Benchmarking optimizer timing while training DNNs

Jamesswiz · May 22, 2021, 6:22am

Hello,
I have a custom Pytorch optimizer for which I would like to compare the average execution time (with SGD/Adam) during each call to optimizer.step() and also for a specific operation (say matrix-matrix multiplication) within my custom optimizer.

What is the best and correct way to do this without the impact of other background processes?
I want to do this while the network trains to see scalability performance of optimizers, where number of trainable network weights (among all initialized weights) increases over epochs.
This needs be done both for CPU and GPU training.

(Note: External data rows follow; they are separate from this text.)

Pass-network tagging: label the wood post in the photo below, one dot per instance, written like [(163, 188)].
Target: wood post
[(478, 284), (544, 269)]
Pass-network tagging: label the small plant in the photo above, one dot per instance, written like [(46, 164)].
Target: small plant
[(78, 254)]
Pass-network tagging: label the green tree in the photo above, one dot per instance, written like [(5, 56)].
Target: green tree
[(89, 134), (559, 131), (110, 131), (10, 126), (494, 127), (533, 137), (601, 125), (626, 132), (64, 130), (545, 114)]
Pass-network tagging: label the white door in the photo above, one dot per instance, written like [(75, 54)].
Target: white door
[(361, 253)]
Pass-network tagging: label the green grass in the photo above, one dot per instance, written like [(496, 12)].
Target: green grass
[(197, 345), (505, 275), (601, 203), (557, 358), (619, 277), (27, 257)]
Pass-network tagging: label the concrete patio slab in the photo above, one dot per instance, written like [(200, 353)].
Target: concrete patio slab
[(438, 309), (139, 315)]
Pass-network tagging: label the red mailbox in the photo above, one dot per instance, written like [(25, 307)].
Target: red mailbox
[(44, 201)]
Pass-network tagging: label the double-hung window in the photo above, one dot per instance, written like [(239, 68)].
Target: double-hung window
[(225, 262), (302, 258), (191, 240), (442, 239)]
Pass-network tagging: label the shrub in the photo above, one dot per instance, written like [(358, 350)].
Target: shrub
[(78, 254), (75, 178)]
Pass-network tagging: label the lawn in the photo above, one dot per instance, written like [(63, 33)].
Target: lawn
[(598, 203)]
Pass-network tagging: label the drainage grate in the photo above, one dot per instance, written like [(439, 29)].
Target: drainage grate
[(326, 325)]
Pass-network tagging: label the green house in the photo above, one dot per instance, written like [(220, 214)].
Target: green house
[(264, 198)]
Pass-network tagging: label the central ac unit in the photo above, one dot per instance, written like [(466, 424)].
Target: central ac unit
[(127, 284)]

Any suggestions to do a fair comparison would help. Thanks

eqy · May 22, 2021, 6:48am

I think the benchmarking module could be useful for this.

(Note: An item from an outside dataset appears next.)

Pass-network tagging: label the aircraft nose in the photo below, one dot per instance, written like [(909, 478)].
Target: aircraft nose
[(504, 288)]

Jamesswiz · May 22, 2021, 6:57am

@eqy Can you be more specific on how to use it.? I think every call to benchmark.Timer( optimizer.step() ) will do say multiple runs over optimizer.step() for each batch and I don’t want this behaviour because I am training the network too.

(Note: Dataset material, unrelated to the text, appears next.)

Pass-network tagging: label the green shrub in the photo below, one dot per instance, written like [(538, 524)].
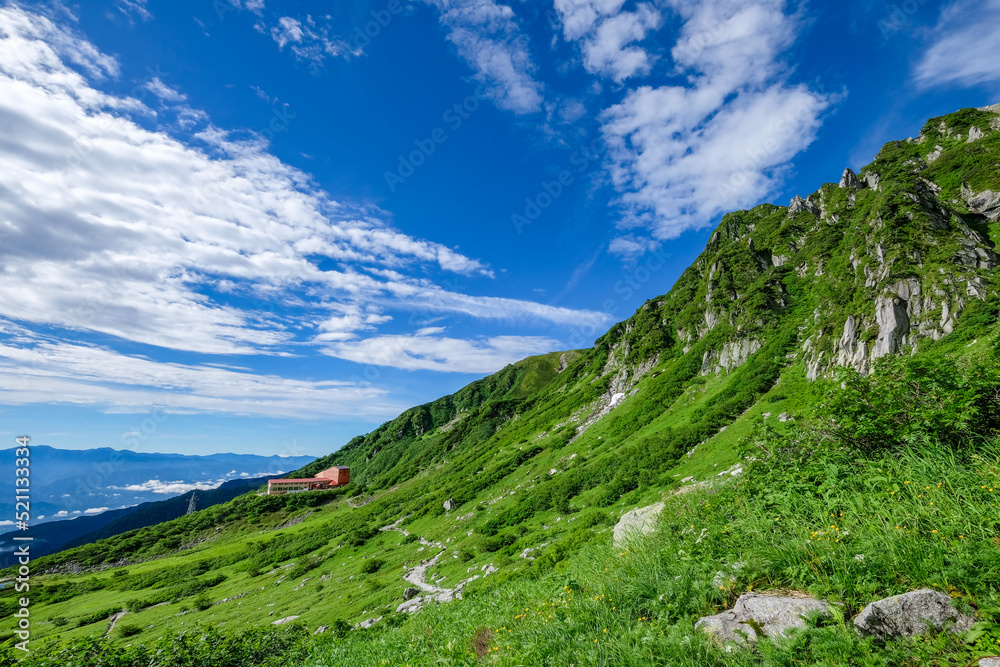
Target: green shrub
[(372, 565)]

eqy · May 22, 2021, 7:08am

Yes, typical benchmarking would use multiple runs to avoid measuring any startup costs. If you need to run this live, I would see if simply instrumenting your training loop with timing measurements (e.g, even just a crude t1 = time.time() ... t2 = time.tim2() and appropriate torch.cuda.synchronize calls provides enough precision.

Jamesswiz · May 22, 2021, 7:15am

Thanks for the pointers. Where should I use torch.cuda.synchronize ? Onetime at top while importing packages or within training loop for each batch or epoch?

eqy · May 22, 2021, 7:22am

It might extra overhead end to end, but the goal is to avoid leaving GPU operations in flight when timing. For example, you might synchronize to ensure that all GPU operations before your operations of interest have finished, and again to ensure that your timing finishes after all GPU operations of interest have completed.